Sunil Mittal urges India to create clear crypto regulations amid rapid global growth.
SEBI confirms crypto regulation decisions rest with India’s central government.
India’s stalled crypto ban risks falling behind countries advancing digital asset policies.
As global cryptocurrency markets are rising, India is under increasing pressure to determine what rules to put in place. Sunil Bharti Mittal, Chairman of Bharti Enterprises and former president of the Confederation of Indian Industry (CII), pointed out that quick regulatory decisions are critical. Mittal said during the CII Annual Business Summit 2025 that India needs to wake up because of the rapid rise of virtual assets globally. Such a call was made after efforts in the legislature slowed, and comments from Indian finance authorities.
Global Crypto Momentum and India’s Position
Mittal pointed to the recent swift growth of cryptocurrencies globally. He urged India to establish a regulatory framework to keep pace with this expanding sector. India’s earlier approach involved skepticism, effectively adopting a “No” stance towards private cryptocurrencies. However, the evolving landscape demands a reassessment to avoid falling behind.
At the same time, Indian authorities face challenges balancing innovation with investor protection. The existing draft bill, introduced in 2021, proposed banning private cryptocurrencies. Lawmakers have since delayed its progress, awaiting better global coordination before moving forward.
SEBI’s Role and Government Responsibility
The Securities and Exchange Board of India (SEBI) clarified that decisions on crypto regulation rest with the central government. SEBI Chairperson Tuhin Kanta Pandey addressed the issue at the ASSOCHAM 16th Capital Market Conference in New Delhi on May 22. He acknowledged the global influence of recent U.S. regulatory moves, such as the approval of spot Bitcoin exchange-traded funds (ETFs).

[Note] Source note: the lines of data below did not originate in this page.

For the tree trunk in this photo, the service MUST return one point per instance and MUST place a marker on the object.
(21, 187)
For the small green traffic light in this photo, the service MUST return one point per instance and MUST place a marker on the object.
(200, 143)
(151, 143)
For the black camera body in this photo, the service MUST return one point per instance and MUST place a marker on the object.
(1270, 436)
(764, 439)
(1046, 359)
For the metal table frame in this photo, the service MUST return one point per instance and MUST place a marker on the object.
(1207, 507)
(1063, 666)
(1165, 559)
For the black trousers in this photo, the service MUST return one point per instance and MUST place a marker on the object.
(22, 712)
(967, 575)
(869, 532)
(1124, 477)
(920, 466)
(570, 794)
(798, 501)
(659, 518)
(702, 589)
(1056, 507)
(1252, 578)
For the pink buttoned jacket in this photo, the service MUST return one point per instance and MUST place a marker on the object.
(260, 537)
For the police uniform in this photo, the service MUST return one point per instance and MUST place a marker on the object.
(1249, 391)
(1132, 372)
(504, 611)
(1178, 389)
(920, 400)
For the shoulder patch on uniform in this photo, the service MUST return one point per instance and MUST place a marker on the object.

Pandey stated that regulatory authority on cryptocurrencies lies with the government, not the market regulator. India currently taxes crypto gains at 30%, alongside a 1% tax deducted at source on every transaction. These measures highlight the government's existing control over crypto-related financial activities.
Legislative Challenges and the Path Forward
India’s proposed ban on private cryptocurrencies has been held back this year because there is no global agreement on the issue. Taking steps in crypto regulation alone seems to make lawmakers uncomfortable. If the regulatory lag continues, India might fall behind nations that are already developing ways to include virtual assets in their financial networks.
Mittal’s comments point out the great need for the government to act. He noted that changes in the financial ecosystem are happening quickly, so India’s regulations should follow suit. It is a major worry for policy leaders that their countries are not keeping up to date with the latest fintech developments.
India keeps a close eye on what is happening around the world. Approving Bitcoin ETFs may indicate that regulations for cryptocurrencies are about to change around the world. Regulators and lawmakers in India are now being urged to put in place new policies for digital assets.
The relationship between leaders of industry and regulators is moving toward an eventual clear outcome. Even so, the target date has not been decided because India is working on innovation, safety, and fitting with international partners. With the global crypto environment changing, clear teamwork is necessary, and India’s government is vital for guiding the future of virtual assets.